During the first of two sessions yesterday, I was a member. I participated and some emotions were evoked during the process. Overall, it wasn’t too deep and I felt put together when it was my time to plan to co-lead the 2nd of our two group sessions for the day. As I stood outside with my co-leader and our professor discussing our plan, something said put me in a whirl of emotion. It was so unexpected. I had no choice but to put it aside and put my co-leader game face on.
During this prep-talk, my co-leader mentioned a technique he was interested in utilizing. The technique is part of the Gestalt therapy modality and involves a sort of psychodramatic role play.
The Empty Chair.
The point of the empty chair technique is to allow a group member to process unfinished business or emotions with possibly someone in their life who has caused them grief or trauma. This person may be someone who has passed or someone they have disconnected from due to trauma or disagreement, or even perhaps an aspect of themselves that causes or has caused them a great deal of pain or anguish. The process is intended to allow the person to come to terms or find resolve regarding something in their distant or even recent past. Within this technique’s process, the group member can talk to the person or the part of themselves to let go of some pent up expressions, emotions or statements they haven’t yet been able to divulge to the party “sitting” in the empty chair. The group member can also switch roles as well as seats and reply or provide feedback to themselves that they might have been longing for or wanting from that person or part of themselves.
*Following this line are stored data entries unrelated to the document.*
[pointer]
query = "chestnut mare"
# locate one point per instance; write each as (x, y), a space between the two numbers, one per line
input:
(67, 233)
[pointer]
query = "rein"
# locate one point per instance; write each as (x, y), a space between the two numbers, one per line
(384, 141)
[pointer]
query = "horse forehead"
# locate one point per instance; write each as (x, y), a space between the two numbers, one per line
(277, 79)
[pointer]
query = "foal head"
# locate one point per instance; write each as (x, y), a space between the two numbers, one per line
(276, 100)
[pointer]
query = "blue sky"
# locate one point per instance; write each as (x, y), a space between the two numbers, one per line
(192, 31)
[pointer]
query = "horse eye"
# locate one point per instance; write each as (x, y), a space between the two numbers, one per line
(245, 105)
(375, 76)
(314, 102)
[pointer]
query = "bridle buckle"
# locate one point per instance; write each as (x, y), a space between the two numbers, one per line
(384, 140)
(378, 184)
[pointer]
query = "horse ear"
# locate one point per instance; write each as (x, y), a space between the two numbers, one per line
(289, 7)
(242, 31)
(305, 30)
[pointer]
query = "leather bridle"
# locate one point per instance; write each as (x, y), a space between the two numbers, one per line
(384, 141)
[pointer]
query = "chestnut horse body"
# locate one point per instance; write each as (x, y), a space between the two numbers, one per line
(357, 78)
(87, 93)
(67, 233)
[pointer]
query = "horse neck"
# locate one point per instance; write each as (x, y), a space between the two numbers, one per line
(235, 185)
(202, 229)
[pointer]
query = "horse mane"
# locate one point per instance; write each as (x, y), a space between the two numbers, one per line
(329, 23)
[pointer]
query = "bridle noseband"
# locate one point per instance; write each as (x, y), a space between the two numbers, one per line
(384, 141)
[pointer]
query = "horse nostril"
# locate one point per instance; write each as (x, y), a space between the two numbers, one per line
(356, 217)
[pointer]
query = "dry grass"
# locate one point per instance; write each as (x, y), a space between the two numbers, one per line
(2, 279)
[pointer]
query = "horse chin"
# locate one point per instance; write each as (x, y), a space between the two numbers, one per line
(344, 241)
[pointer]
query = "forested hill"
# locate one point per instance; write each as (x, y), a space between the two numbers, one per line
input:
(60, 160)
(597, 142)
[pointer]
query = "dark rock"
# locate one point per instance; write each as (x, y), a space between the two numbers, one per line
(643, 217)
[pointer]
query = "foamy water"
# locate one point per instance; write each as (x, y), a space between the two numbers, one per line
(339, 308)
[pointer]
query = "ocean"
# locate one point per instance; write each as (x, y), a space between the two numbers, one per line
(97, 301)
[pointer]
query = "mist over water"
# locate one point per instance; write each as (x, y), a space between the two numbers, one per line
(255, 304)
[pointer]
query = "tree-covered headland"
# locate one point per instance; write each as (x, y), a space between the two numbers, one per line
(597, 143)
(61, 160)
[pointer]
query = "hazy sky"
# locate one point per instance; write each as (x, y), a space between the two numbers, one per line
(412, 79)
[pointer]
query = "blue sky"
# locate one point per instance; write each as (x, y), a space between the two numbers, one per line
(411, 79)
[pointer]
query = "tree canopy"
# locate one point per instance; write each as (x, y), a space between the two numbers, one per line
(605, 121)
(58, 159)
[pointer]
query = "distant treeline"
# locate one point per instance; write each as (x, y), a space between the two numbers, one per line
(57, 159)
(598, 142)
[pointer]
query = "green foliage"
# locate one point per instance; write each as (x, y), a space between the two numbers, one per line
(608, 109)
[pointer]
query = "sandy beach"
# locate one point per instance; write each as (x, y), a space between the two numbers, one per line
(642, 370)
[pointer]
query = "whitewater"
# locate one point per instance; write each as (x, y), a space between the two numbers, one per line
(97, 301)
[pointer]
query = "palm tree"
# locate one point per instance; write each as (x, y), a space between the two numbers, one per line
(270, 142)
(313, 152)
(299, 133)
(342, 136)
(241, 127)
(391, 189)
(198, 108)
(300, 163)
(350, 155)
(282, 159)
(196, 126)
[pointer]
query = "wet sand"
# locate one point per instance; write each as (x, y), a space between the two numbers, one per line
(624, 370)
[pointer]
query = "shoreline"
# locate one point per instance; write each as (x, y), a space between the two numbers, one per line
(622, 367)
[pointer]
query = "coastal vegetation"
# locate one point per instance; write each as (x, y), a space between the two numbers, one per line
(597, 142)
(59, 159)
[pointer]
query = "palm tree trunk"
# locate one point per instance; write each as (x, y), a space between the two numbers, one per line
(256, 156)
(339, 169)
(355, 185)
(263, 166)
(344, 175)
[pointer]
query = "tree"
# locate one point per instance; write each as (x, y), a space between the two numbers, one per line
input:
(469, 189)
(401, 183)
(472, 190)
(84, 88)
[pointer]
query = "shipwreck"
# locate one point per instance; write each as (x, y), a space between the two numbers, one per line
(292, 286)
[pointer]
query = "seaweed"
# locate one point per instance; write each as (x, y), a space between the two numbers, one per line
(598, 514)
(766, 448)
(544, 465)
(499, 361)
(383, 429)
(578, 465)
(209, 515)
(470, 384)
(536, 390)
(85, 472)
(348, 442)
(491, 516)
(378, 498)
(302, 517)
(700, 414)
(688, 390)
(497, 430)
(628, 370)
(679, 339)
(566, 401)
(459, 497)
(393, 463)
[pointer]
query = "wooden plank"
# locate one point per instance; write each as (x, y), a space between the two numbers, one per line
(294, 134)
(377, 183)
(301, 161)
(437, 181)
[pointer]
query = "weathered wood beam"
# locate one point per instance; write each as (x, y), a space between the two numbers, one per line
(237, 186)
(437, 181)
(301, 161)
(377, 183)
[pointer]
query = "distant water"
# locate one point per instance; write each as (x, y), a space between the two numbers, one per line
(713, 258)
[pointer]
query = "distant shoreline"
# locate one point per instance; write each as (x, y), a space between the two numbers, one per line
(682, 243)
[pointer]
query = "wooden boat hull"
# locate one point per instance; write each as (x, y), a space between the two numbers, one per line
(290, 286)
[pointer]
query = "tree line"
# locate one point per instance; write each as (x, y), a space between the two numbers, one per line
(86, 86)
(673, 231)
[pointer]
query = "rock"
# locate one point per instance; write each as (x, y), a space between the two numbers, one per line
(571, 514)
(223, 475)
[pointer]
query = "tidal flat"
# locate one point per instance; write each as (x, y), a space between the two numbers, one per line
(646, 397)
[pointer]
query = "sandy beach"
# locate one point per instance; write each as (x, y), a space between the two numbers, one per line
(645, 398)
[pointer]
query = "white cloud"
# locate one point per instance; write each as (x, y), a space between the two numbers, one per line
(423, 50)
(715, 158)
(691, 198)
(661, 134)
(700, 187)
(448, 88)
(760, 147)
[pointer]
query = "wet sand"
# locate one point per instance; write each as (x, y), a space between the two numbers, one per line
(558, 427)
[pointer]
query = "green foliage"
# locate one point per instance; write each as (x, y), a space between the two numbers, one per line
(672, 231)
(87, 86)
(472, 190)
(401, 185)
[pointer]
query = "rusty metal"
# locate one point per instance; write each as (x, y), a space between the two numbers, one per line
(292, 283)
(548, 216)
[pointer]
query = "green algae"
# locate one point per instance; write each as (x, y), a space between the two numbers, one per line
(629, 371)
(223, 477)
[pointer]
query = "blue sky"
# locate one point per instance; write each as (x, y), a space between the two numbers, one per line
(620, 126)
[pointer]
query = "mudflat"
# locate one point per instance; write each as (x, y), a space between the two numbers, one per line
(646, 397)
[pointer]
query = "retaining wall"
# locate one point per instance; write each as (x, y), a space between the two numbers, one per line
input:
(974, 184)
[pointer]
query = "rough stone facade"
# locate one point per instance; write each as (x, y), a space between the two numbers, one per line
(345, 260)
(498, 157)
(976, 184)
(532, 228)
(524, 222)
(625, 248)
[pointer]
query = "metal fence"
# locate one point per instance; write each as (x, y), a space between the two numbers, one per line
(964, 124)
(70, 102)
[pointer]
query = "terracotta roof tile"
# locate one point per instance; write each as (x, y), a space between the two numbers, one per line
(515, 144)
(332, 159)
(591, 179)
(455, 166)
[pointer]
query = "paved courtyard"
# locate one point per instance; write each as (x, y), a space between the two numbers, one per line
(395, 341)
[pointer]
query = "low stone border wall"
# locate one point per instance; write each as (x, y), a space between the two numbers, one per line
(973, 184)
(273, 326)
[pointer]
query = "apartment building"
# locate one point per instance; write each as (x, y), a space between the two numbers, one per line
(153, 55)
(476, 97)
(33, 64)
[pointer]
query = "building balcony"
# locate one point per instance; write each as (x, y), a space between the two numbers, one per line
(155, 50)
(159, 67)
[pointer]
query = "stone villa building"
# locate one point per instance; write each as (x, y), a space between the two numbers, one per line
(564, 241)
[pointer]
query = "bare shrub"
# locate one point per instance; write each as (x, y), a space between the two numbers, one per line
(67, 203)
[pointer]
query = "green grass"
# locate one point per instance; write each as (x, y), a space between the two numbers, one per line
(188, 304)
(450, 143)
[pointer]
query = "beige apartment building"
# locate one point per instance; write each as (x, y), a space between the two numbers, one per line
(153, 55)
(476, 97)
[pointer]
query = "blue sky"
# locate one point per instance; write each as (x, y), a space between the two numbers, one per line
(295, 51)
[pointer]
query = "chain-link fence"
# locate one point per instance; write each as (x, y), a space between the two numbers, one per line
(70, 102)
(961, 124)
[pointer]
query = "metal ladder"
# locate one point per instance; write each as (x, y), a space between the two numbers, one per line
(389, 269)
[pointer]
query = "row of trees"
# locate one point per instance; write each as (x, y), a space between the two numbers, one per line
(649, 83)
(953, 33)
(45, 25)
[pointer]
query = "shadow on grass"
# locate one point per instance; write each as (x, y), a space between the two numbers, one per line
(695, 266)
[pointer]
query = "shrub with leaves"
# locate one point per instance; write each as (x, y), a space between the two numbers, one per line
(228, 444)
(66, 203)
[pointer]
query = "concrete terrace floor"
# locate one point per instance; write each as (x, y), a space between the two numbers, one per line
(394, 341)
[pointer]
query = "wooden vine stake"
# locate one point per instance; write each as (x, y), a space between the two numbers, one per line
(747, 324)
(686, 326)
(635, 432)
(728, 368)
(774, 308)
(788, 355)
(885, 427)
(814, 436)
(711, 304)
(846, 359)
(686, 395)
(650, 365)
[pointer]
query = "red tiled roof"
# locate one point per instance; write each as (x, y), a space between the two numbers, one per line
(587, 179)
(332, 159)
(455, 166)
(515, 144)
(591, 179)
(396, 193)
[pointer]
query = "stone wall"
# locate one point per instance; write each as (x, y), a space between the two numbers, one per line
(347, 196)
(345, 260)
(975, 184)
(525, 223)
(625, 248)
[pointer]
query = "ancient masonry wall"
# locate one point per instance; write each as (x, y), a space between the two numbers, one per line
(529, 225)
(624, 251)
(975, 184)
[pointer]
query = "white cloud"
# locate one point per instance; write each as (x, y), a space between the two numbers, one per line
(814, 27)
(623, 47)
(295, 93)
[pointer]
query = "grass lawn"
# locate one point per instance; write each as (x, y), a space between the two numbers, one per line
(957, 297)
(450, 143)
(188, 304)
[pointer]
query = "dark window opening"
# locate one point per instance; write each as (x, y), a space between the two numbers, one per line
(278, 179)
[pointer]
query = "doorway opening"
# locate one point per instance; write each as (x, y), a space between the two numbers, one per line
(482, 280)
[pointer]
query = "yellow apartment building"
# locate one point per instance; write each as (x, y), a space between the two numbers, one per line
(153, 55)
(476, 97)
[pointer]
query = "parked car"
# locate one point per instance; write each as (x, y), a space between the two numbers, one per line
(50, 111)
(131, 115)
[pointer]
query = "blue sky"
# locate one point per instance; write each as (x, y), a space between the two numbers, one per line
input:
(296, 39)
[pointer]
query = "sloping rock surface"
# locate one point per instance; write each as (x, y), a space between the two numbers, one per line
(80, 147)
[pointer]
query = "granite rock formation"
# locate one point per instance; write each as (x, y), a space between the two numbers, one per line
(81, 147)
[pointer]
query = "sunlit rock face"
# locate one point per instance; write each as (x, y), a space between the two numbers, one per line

Well, next week I am going to be performing this empty chair technique as part of a small group assignment in front of my classmates. I am going to be talking toher, to ED. I am excited, terrified, anxious, heated… I have such a range of emotions towards her. No matter how far I have come in my recovery, I still have hatred towards her. I often say and I truly believe that she plagued me for a reason. She was in my life for a purpose and she has given my future career and life’s work true purpose in which I am infinitely passionate about it. However, as much as I say I appreciate her for the hand’s on knowledge she has provided me, I still hate her. I still carry hatred for her for many things.
I can’t wait to tell her how I feel – I can’t wait to tell her that I hate her.
My hope, and the point of the therapy technique, is that by telling her all of the things I have been wanting to tell her that I will have hatred no longer and shewill be permanently removed from my life, my head and my heart.